Gli affitti più alti d’Europa per aree prive di servizi (niente acqua, né elettricità, e per poter fare una telefonata anche col cellulare devi scendere a valle), e una disattenzione totale alla difesa dei prodotti territoriali, defraudati da mercanti senza scrupoli che spendono il nome Abruzzo su formaggi e carni che non hanno mai visto queste montagne neanche in cartolina: disposti a continuare un lavoro faticoso ma pieno di dignità, i pochi pastori rimasti in Abruzzo ormai lottano più con la burocrazia che con i lupi e gli orsi.  Con quelli, ci convivono da secoli, tanto che per garantire l’incolumità del gregge si usava lasciare ai selvatici come preda gli avanzi della macellazione: saziando lupi e orsi con quelli, si salvaguardava il gregge.

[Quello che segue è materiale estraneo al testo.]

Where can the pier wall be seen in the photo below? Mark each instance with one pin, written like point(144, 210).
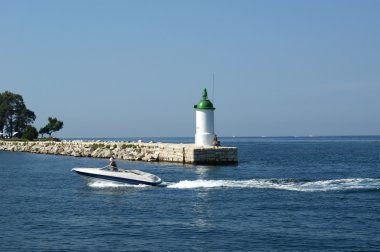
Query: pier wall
point(150, 152)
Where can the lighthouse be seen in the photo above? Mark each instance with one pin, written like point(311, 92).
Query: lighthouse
point(204, 116)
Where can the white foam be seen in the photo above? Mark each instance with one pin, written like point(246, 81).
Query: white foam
point(283, 184)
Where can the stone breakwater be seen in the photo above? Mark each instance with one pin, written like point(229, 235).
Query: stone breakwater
point(150, 152)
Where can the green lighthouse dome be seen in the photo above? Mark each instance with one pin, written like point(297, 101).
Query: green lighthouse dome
point(204, 103)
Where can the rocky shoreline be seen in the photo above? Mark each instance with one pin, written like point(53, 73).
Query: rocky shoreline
point(132, 151)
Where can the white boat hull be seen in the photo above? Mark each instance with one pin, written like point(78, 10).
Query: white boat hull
point(132, 177)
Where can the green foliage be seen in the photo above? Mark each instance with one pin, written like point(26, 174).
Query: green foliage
point(53, 125)
point(30, 133)
point(14, 115)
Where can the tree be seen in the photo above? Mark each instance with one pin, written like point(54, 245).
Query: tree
point(14, 115)
point(53, 125)
point(43, 131)
point(30, 133)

Tempi che furono, perché oggi le regole della Comunità Europea, applicate con pedissequa petulanza dalle autorità nazionali e locali, obbligano a consegnare le interiora (a spese degli allevatori) a ditte specializzate per il trattamento come rifiuti speciali. Nella Regione che ospita contemporaneamente il maggior territorio protetto e la più grande discarica abusiva d’Europa, non stupisce che le regole vengano applicate a danno di chi cerca di mantenere una tradizione che nei secoli scorsi ha arricchito di monumenti città come l’Aquila e Sulmona, mentre nei supermercati un agnello “d’Abruzzo”  con accento dell’Europa dell’Est si svende a prezzi che mettono fuori mercato ogni allevatore onesto.

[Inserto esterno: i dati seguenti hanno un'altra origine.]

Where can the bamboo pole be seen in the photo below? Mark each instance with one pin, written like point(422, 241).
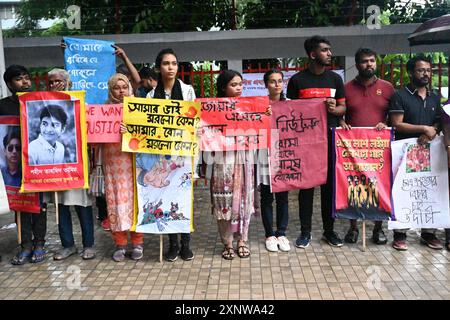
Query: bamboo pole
point(56, 208)
point(160, 247)
point(19, 227)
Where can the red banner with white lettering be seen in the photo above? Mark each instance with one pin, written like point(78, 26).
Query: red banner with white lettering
point(298, 153)
point(362, 180)
point(234, 123)
point(103, 123)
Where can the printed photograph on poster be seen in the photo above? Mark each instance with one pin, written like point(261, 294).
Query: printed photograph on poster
point(51, 132)
point(54, 141)
point(362, 177)
point(164, 193)
point(10, 155)
point(420, 184)
point(11, 167)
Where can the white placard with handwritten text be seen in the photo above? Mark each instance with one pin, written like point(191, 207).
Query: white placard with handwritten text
point(420, 188)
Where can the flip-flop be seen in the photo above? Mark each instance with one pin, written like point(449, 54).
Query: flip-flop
point(38, 256)
point(243, 251)
point(228, 254)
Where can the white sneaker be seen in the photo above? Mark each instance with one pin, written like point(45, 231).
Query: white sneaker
point(272, 244)
point(283, 243)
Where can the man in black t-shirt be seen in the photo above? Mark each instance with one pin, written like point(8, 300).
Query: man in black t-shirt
point(414, 112)
point(318, 82)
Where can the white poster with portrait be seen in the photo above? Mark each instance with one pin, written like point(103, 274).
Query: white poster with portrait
point(420, 187)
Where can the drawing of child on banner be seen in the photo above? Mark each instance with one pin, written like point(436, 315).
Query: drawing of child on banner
point(53, 137)
point(164, 191)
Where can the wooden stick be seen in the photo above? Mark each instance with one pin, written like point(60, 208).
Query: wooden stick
point(19, 228)
point(364, 235)
point(160, 247)
point(56, 208)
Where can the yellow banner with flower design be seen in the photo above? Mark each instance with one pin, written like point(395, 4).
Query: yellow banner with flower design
point(160, 126)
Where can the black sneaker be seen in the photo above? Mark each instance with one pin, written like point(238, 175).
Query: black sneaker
point(186, 253)
point(172, 254)
point(351, 236)
point(332, 238)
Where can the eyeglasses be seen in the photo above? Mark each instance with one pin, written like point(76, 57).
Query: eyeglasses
point(11, 147)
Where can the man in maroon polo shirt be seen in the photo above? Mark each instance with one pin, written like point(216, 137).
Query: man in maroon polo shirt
point(367, 99)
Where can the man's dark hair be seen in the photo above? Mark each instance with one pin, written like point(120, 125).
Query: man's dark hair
point(411, 64)
point(223, 79)
point(13, 71)
point(54, 111)
point(364, 52)
point(147, 73)
point(14, 133)
point(313, 43)
point(161, 54)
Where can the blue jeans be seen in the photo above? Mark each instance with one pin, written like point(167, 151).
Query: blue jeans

Tutela dell’ambiente, tutela della salute, tante le istituzioni coinvolte, tanti anche i fondi pubblici destinati ai terreni “riservati” all’orso, dove le pecore hanno il divieto anche di passare: queste le regole dei pascoli d’oro, che rendono come affitto e come fonte di finanziamenti europei, mentre lupi ed orsi continuano a seguire il loro istinto e a cacciare le greggi, e i pastori pagano il prezzo più alto. Famiglie che abbandonano un’attività portata avanti da generazioni, piccole aziende che chiudono e si arrendono davanti all’ennesima regola da rispettare che costerebbe più del guadagno di un anno, formaggi e sapori che svaniscono dal nostro territorio insieme ad antichi saperi, uomini che hanno percorso le montagne da sempre, presidio costante sul territorio.  

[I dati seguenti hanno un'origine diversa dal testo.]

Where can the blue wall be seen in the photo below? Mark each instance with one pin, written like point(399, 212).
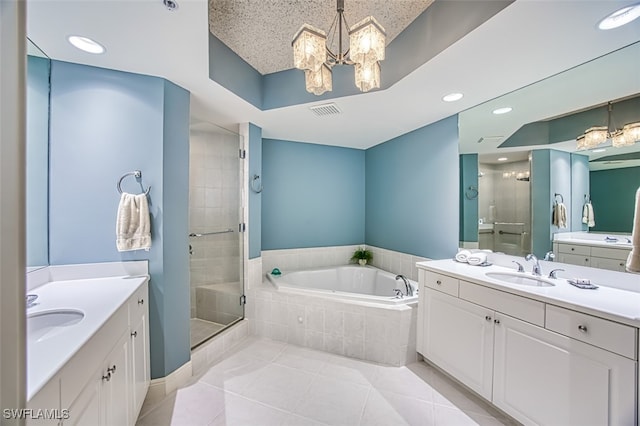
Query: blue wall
point(37, 152)
point(105, 123)
point(579, 188)
point(313, 195)
point(438, 27)
point(255, 199)
point(412, 186)
point(613, 194)
point(468, 197)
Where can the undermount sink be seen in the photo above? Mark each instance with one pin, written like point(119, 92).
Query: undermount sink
point(520, 279)
point(45, 325)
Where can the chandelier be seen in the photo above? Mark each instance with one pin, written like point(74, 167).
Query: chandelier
point(594, 136)
point(366, 49)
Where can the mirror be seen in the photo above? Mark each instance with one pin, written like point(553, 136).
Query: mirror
point(37, 157)
point(612, 77)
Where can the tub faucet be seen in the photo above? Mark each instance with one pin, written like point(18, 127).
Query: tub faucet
point(536, 266)
point(406, 284)
point(31, 300)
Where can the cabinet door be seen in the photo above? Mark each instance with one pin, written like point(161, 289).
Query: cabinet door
point(140, 373)
point(458, 337)
point(610, 264)
point(544, 378)
point(116, 401)
point(574, 259)
point(87, 408)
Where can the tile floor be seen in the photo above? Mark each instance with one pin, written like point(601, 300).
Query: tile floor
point(201, 330)
point(264, 382)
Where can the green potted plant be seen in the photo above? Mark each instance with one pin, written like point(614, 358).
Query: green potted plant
point(362, 256)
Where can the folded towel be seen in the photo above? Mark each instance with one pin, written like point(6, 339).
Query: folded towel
point(463, 255)
point(587, 215)
point(477, 258)
point(633, 261)
point(560, 215)
point(133, 224)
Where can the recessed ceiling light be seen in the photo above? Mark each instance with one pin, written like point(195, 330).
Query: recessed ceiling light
point(620, 17)
point(502, 110)
point(86, 44)
point(452, 97)
point(171, 5)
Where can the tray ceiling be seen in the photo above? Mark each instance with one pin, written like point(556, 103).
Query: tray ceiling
point(260, 31)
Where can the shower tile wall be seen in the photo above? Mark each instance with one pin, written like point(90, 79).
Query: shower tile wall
point(502, 198)
point(213, 206)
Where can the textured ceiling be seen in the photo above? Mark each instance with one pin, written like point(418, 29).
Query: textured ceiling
point(260, 31)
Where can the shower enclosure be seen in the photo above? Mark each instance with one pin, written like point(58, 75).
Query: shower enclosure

In Costa Azzurra i pastori li devi pagare, perché portino le greggi a pascolare vicino agli alberghi: hanno scoperto che in questo modo si riduce drasticamente il rischio incendi. Sulle nostre montagne invece, non solo non viene riconosciuto il contributo alla salvaguardia dell’ambiente e della biodiversità che il pascolamento e la presenza delle greggi garantiscono, né la funzione di monitoraggio del territorio e la continuità di tradizioni e di presenza umana, in un paesaggio montano che si fa sempre più deserto, ma sono le stesse istituzioni a  gravarli di affitti d’oro per terreni dove poi a pascolare ci trovi cervi e cinghiali.
Adesso anche il sostegno della Comunità Europea è stato tolto: i soldi, per l’orso ci sono, per i pastori le casse sono chiuse. Chiuse, come le tante aziende che ogni anno chiudono i battenti, mentre i paesi si svuotano, la tradizione si fa folklore per  turisti stranieri, e i pastori diventano figuranti per una Disneyland locale.